As you can see, moving from 1 or 2 samples to e.g. 5 will cause notable improvements, while increases from e.g. 16 to 18 won't have as much of an influence. I suspect that the shape of this graph will be the same for all problems and datasets, but that the "sweet spot" of labelling time to performance gain will differ depending on the situation. As a result, assuming that you have e.g. 8 samples per class, it may be interesting to compute the performance if you plotted the performance when you "pretend" to have less samples. The slope of the resulting graph may give you an indication of the performance gain if you labeled another 2 samples per class. (That said, perhaps at that point it's better to not spend time writing a plotting script, but just spend the time on the labelling instead, hah!)
Please recognize that this script and the graph are very rudimentary :)
Thanks for your answer, Tom. But, I failed to detail my question better. Do you know similar studies regarding how the number of classes affects the overall performance, for instance, we need to increase the samples if more classes are added.
I'm currently training a setfit model with 4500 classes, 10 samples per class (using a proprietary dataset).
I think it is still generating pairs though? I just see endless tqdm bars haha
I can share the end accuracy once it gets there :)
Do you know similar studies regarding how the number of classes affects the overall performance, for instance, we need to increase the samples if more classes are added.
This is a good question, @rubensmau. I suspect that it's also impossible to answer in generality as it depends on how well the classes are separated. SetFit tries to organize the embeddings belonging to different classes so that they are separated well, so I would expect the number of classes to be relatively stable as long as the text separates the classes well.
Personally I don't know of any dataset-independent studies like that. You can cook examples where you don't need to increase your samples with the number of classes and others where you do need to do so. 🤔
I've noticed that an increase in classes makes it harder for the SetFit model to properly separate the classes in the embedding space. My experiments have shown that datasets with more classes generally improve in performance more slowly when more data is provided than datasets with fewer classes. For example, I have seen binary classification tasks where increasing from 16 to 32 labels per class gives marginal improvements, while classification tasks with 5 labels do increase in performance fairly significantly when moving from 16 to 32.

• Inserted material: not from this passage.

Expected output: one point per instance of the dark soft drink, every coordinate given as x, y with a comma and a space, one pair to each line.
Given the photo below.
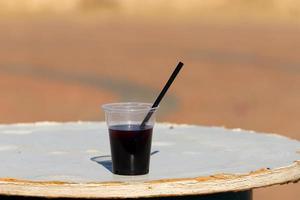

In fact, I can run an experiment with exactly that:
python .\scripts\setfit\run_fewshot.py --datasets sst2 sst5 --sample_sizes 2 4 8 16 32 --batch_size 64
This results in: | dataset | measure | 2_avg | 4_avg | 8_avg | 16_avg | 32_avg |
---|---|---|---|---|---|---|---|
sst2 | accuracy | 71.5% (9.1) | 77.2% (5.6) | 86.2% (3.3) | 90.5% (0.8) | 91.0% (0.9) | |
sst5 | accuracy | 32.9% (2.5) | 38.5% (2.6) | 42.6% (2.6) | 46.2% (1.8) | 48.1% (1.3) |
Each of these experiments were ran 10 times, and the average accuracies and standard deviations are shown.
Tom Aarsen
Hi, Sorry to interrupt guys, but I am facing a similar problem, I am dealing with multi class classification, I have my dataset that has 100 categories. The minimum number of examples per category is 30,
My dataset is quite huge and I will probably sub-sample it, it has 15k examples and 401 categories. I am planning to experiment with top 100 categories. maximum number of examples per category is around 700, while minimum is 30.
I'm currently training a setfit model with 4500 classes, 10 samples per class (using a proprietary dataset).
I think it is still generating pairs though? I just see endless tqdm bars haha
I can share the end accuracy once it gets there :)
Hi @logan-markewich - did you get useful results out of this? It's very similar to what I am trying but I get ~40%+ accuracy on the training data and ~0% accuracy on the evaluation data.
@grofte yea it never worked well for me either. I think the dataset is just too big haha
I have found that increasing the number of categories reduce the accuracy results. Has anyone studied how the increased number of samples per category affect the results?